1、 Attendance at meetings

In 2021, with a diligent and responsible attitude, I actively participated in the board of directors held by the company, carefully reviewed the meeting materials, exercised my voting rights independently, objectively and prudently, actively participated in the discussion of various topics and put forward reasonable suggestions, which played a positive role in the correct decision-making of the board of directors.

1. Attendance at the board of directors in 2021

Should be present at the site to be entrusted by the corresponding party. Is there two consecutive absences

Name and number of seats attended the meeting several times without going out in person

Number of meetings

Xu Fanjiang 13 0 13 0 0 no

Note: the company held the 33rd meeting of the 4th board of directors on June 25, 2021 and proposed to elect candidates for independent directors of the 5th board of directors. Mr. Xu Fanjiang continued to serve as independent directors of the company after being elected at the second extraordinary general meeting of shareholders in 2021 held by the company on July 12, 2021.

2. Objections raised

I voted in favor of all the proposals considered at the board meeting in 2021, without objection or abstention. Relevant approval procedures have been performed, which is legal and effective.

2、 Independent opinions

On February 23, 2021, the 28th meeting of the Fourth Board of directors issued independent opinions on matters related to the company’s issuance of shares to purchase assets and raising supporting funds and related party transactions, and on the independence of the evaluation institution, the rationality of the evaluation assumptions, the correlation between the evaluation method and the evaluation purpose, and the fairness of the evaluation results. They agreed with the above proposals.
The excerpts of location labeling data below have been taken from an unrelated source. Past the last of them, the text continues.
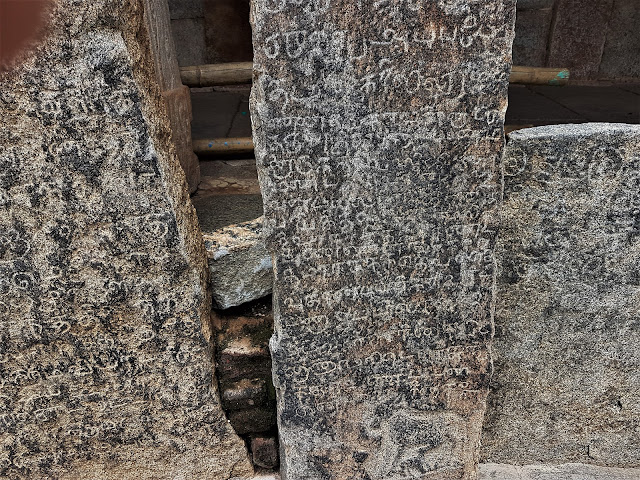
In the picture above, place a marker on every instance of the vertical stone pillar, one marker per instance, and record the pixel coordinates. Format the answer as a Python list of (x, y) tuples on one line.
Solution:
[(377, 127)]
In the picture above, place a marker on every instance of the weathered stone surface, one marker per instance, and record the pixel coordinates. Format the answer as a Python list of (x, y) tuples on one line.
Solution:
[(264, 451), (622, 48), (566, 386), (579, 35), (241, 269), (570, 471), (377, 127), (245, 393), (532, 35), (104, 369), (178, 103)]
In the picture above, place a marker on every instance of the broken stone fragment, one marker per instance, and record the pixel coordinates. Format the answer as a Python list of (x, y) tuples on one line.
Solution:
[(264, 451), (241, 269)]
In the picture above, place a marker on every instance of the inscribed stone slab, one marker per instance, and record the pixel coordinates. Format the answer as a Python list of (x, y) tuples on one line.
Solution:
[(104, 369), (566, 386), (377, 128)]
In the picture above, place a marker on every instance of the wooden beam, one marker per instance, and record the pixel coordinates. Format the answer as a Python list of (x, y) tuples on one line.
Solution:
[(239, 73), (223, 146), (217, 74), (539, 76)]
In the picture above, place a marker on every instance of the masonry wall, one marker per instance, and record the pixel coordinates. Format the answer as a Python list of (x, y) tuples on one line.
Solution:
[(598, 40)]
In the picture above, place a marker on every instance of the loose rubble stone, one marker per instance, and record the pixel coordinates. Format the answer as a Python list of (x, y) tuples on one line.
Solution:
[(377, 128), (566, 385), (241, 269), (105, 371)]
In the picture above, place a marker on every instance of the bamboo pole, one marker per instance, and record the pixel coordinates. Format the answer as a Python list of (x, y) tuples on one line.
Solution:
[(223, 146), (217, 74), (539, 76), (241, 72)]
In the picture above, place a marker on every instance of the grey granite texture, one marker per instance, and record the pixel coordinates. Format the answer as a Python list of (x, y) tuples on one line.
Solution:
[(105, 369), (377, 128), (568, 471), (241, 268), (566, 386)]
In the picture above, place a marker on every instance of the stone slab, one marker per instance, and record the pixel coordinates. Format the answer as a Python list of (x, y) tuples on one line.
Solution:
[(105, 368), (571, 471), (241, 268), (595, 104), (622, 48), (566, 386), (219, 211), (186, 9), (377, 127), (534, 4), (221, 114)]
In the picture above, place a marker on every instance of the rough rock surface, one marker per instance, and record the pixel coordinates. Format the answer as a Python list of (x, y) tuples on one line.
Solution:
[(566, 385), (569, 471), (377, 128), (105, 371), (241, 268)]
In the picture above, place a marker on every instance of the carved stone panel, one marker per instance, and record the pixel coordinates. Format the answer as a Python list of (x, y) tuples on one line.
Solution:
[(105, 370), (566, 386), (377, 127)]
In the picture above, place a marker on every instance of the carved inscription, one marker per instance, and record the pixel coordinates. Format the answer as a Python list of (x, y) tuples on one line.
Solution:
[(104, 369), (377, 127)]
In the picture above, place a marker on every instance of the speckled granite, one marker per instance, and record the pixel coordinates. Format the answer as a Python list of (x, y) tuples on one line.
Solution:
[(105, 371), (566, 386), (378, 127)]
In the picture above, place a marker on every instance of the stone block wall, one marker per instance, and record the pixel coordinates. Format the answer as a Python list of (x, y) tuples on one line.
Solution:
[(595, 39), (211, 31)]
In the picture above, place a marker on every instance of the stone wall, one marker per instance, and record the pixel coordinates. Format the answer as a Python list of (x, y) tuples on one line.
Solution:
[(595, 39), (105, 367), (566, 386), (211, 31)]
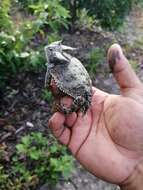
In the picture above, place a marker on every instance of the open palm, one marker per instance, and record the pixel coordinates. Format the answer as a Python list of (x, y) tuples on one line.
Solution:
[(108, 139)]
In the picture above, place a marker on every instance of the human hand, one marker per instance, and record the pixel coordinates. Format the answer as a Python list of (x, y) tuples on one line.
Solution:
[(108, 139)]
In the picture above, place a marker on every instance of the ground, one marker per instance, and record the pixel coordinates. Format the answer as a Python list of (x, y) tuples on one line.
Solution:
[(24, 108)]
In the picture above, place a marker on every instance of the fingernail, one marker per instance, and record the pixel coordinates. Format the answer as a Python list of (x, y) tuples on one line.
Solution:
[(115, 55)]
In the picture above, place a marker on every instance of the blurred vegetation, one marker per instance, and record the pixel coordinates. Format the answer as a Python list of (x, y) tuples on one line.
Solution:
[(38, 160), (95, 58), (25, 27)]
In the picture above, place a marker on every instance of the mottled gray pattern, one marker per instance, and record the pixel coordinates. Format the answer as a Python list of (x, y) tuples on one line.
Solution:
[(70, 76)]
On March 23, 2021, the 30th meeting of the Fourth Board of directors issued independent opinions on the company’s 2020 annual profit distribution plan, the special report of the board of directors on the annual storage and actual use of raised funds, the independent opinion on the company’s 2020 annual internal control self-evaluation report, the independent opinion on the renewal of the accounting firm Independent opinions on the expected daily related party transactions of the company in 2021, independent directors’ opinions on using their own idle funds to purchase low-risk financial products, independent opinions on matters related to the company’s external guarantee and capital transactions with related parties in 2020, independent opinions on providing guarantee to the holding subsidiary, and independent directors’ opinions on dongke factoring, the holding subsidiary of the company, accepting financial assistance and related party transactions, Agree with the above proposals.

On April 28, 2021, the 31st meeting of the 4th board of directors issued independent opinions on adjusting the grant price of restricted shares reserved for grant under the restricted stock incentive plan in 2018, on the repurchase and cancellation of some restricted shares, on matters related to the reserved grant of stock options and restricted stock incentive plan in 2020, and on the change of accounting policies, Agree with the above proposals.

On June 11, 2021, the 32nd meeting of the 4th board of directors issued independent opinions on the joint investment and related party transactions between the company and professional institutions, and agreed to the above proposal.

On June 25, 2021, the 33rd meeting of the 4th board of directors issued independent opinions on the election of non independent director candidates of the 5th board of directors of the company, independent opinions on the election of independent director candidates of the 5th board of directors of the company, and independent opinions on the proposal on independent director allowance of the 5th board of directors of the company, and agreed to the above proposals.

On July 12, 2021, the first meeting of the Fifth Board of directors issued an independent opinion on the appointment of senior managers of the company and agreed to the above proposal.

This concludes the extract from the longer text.